Fig. 1. — The SVD (3, 4) and GSVD (5) cell cycle mRNA expression subspaces. (a) Normalized array correlation with the π/2-phase eigenarray along the y-axis vs. that with the 0-phase along the x-axis, color-coded according to the classification of the arrays into the five cell cycle stages by using combinatorics: M/G₁ (yellow), G₁ (green), S (blue), S/G₂ (red), and G₂/M (orange). The dashed unit and half-unit circles outline 100% and 25% of overall normalized array expression in this subspace. (b) Normalized correlation of each of the 646 cell cycle-regulated genes with the two corresponding eigengenes, color-coded according to either the traditional or microarray classifications. (c) The SVD picture of the yeast cell cycle. (d) Array expression, projected from the six-arraylets GSVD subspace onto π/2-phase along the y-axis vs. that onto 0-phase along the x-axis.
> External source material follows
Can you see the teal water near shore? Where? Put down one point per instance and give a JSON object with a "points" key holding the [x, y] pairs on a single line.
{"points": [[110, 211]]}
The dashed unit and half-unit circles outline 100% and 50% of added up (rather than canceled out) contributions of the six arraylets to the overall projected expression. The arrows describe the projections of the –π/3-, 0-, and π/3-phase arraylets. (e) Expression of the 612 cell cycle-regulated genes, projected from the six-genelets GSVD subspace onto π/2-phase along the y-axis vs. that onto 0-phase along the x-axis. (f) The GSVD picture of the yeast cell cycle.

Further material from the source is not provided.